Reading some of these comments, it's clear very few in here have ever written a productive customer facing full stack app "javascript is really good for a single file app!!!" ok, maybe if you're rendering static HTML... -> these are not serious people
People only deny the existence of such people based on their own ego, believing that no one could possibly be worth 10x more or produce 10x more than they can. Those who have seen those people know full well these people exist.
It's kind of crazy it ever became some accepted world view, given how every field has a 10xer that is rather famous for it, whether it be someone who dominates in sport, an academic like Paul Erdős or Euler, a programmer like Fabrice or Linus Torvalds, a leader like Napoleon , or any number of famous inventors throughout history.
You can call 1000 averaged programmers and see if they can write MicroQuickJS using the same amount of time, or call one averaged programmer and see if he/she can write MicroQuickJS to the same quality in his/her life time. 10X, 100X or 1000X measures the productivity of us mortals, not someone like Fabrice Bellard.
Fabrice, if you're reading this, please consider replacing Rust instead with your own memory safe language.
The design intent of Rust is a powerful idea, and Rust is the best of its class, but the language itself is under-specified[1] which prevents basic, provably-correct optimizations[0]. At a technical level, Rust could be amended to address these problems, but at a social level, there are now too many people who can block the change, and there's a growing body of backwards compatibility to preserve. This leads reasonable people to give up on Rust and use something else[0], which compounds situations like [2] where projects that need it drop it because it's hard to find people to work on it.
Having written low-level high-performance programs, Fabrice Bellard has the experience to write a memory safe language that allows hardware control. And he has the faculties to assess design changes without tying them up in committee. I covet his attentions in this space.
I think of Rust might trigger a new generation of languages that are developed with the hindsight of rust.
The principle of zero cost abstractions avoids a slow slide of compromising abstraction cost, but I think there could be small cost abstractions that would make for a more pragmatic language. Having Rust to point at to show what performance you could be achieving would aid in avoiding bloating abstractions.
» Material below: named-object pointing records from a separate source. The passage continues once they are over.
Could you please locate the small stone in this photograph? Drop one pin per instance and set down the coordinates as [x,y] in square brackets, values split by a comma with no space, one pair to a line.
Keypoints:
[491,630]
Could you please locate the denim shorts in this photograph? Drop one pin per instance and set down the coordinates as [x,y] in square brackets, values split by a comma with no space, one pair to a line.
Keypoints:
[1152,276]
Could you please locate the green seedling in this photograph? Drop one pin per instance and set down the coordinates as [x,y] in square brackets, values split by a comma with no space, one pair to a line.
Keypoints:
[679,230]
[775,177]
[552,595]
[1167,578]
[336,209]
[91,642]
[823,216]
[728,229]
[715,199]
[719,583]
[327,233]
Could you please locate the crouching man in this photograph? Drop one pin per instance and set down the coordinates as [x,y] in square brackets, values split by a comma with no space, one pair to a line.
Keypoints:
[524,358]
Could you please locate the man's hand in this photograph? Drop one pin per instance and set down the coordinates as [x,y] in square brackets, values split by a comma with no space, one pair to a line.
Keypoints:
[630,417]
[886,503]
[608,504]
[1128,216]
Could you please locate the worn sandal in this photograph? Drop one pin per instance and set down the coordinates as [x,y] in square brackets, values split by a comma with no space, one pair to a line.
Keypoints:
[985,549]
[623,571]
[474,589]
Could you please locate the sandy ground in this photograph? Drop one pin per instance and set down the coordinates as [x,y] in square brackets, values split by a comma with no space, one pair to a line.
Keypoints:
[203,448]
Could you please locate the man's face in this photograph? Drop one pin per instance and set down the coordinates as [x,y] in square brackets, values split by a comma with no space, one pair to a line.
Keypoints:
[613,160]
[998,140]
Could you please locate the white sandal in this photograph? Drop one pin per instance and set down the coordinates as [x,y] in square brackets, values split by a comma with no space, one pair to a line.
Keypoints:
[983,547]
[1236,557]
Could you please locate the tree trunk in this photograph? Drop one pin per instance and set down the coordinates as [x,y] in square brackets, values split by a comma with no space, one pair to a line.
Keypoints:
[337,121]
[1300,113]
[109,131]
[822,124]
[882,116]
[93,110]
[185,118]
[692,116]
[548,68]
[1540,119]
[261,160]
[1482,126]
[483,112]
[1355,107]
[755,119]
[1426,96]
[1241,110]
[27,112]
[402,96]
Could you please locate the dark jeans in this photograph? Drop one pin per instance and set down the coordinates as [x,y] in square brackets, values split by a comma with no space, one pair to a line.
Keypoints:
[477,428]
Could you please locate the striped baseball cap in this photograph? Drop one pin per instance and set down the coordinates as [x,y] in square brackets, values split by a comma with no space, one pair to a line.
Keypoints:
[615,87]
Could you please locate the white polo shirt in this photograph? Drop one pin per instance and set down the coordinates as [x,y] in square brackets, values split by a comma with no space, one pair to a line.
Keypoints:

For all the praise he's receiving, I think his web design skills have gone overlooked. bellard.org is fast, responsive and presents information clearly. Actually I think the fancier the website, the shittier the software. Examples: Tarsnap - minimal website, brilliant software. Discord - Whitespacey, animation-heavy abomination of a website. Software: hundreds of MB of JS slop, government wiretap+botnet for degenerates.
Data wants to be free. They knew that once.
EDIT: Also to be clear I am not saying they can't win legally. I'm sure they can do legal games and could shop around until they were successful. They are in the wrong conceptually.